Zentrales Element der jetzt geplanten Neuerungen ist die Verschärfung der restriktiven und diskriminierenden Regelungen gegen sogenannte ausländische Agenten. Außerdem sind weitere Einschränkungen von öffentlichen Versammlungen und die Verstärkung staatlicher Kontrolle im Bereich Bildung und politischer Aufklärung geplant.
„Ausländischer Agent“ als Synonym für Verräter
Der Status des „ausländischen Agenten“ wurde bereits 2012 als Reaktion auf Massendemonstrationen gegen Wahlfälschungen und Putins Rückkehr ins Präsidentenamt durch eine Änderung der NGO-Gesetze eingeführt. Der im Stalinismus gebräuchliche Begriff ist in Russland eindeutig negativ konnotiert und wird als Synonym für „Spion“ beziehungsweise „Verräter“ verstanden.
Denn nach offizieller Darstellung sind Proteste und Dissens kein Ausdruck staatsbürgerlicher Unzufriedenheit, sondern eine Folge von auch finanziellem ausländischem Einfluss, der darauf abzielt, dem Land zu schaden.
Nach den derzeitigen Regeln können alle Nicht-Regierungs-Organisationen (NGOs) als „ausländische Agenten“ klassifiziert werden, die zum einen finanziell aus dem Ausland unterstützt werden oder von dort Vermögenswerte erhalten und zudem „politisch“ tätig sind.

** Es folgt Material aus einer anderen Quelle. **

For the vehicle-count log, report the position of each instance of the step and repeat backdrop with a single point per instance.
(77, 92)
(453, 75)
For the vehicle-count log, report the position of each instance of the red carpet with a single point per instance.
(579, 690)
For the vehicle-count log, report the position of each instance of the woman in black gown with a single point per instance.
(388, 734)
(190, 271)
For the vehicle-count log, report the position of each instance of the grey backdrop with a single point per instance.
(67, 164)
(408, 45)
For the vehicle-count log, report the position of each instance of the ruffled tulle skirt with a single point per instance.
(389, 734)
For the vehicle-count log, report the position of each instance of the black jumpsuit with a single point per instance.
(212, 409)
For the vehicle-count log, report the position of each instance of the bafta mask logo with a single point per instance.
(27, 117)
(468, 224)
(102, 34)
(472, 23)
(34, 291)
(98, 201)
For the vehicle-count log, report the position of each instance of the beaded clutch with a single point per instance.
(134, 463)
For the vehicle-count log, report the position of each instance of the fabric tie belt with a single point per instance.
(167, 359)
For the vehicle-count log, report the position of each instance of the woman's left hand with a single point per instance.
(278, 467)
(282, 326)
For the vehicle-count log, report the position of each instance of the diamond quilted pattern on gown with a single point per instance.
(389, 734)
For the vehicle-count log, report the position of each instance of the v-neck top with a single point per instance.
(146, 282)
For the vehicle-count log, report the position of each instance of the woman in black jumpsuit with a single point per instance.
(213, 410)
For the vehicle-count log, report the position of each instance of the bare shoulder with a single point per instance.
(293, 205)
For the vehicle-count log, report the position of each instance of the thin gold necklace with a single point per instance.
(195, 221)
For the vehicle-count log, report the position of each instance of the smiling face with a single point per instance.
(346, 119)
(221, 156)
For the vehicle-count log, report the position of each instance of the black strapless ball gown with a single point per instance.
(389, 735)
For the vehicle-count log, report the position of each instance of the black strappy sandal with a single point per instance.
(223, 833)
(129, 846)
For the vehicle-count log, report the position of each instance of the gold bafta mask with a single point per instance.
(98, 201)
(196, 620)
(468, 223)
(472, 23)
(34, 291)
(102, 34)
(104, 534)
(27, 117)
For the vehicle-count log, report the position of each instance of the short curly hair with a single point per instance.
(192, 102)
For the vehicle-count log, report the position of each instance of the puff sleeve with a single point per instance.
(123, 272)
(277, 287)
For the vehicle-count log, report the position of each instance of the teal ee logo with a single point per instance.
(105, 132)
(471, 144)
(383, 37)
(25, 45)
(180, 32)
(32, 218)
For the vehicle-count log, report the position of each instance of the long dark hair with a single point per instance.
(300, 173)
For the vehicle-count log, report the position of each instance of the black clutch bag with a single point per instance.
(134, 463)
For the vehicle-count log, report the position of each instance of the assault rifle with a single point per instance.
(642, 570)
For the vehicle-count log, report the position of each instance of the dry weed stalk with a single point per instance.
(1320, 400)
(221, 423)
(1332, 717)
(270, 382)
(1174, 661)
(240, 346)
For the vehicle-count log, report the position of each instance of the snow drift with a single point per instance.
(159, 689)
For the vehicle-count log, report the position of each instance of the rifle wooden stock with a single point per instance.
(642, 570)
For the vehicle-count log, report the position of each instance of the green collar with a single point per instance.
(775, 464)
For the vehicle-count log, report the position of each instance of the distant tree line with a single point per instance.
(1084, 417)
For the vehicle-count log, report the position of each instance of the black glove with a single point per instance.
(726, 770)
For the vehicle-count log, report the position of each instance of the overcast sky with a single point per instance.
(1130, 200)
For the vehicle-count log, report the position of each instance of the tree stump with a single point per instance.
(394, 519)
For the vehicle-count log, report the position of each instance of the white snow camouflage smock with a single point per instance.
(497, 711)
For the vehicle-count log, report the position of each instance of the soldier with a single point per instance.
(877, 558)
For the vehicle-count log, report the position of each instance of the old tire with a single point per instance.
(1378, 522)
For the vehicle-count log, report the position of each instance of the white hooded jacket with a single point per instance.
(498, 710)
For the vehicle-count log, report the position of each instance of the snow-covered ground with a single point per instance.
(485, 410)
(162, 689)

Verschwommene und widersprüchliche Kriterien
Als ausländische Unterstützung gelten Zuwendungen von anderen Staaten, internationalen oder ausländischen Organisationen, ausländischen Staatsbürgern, Staatenlosen oder deren Bevollmächtigten. Aber auch Zuwendungen russischer Staatsbürger fallen darunter, wenn diese selbst Geld aus ausländischen Quellen bezogen haben oder als Mittler agieren.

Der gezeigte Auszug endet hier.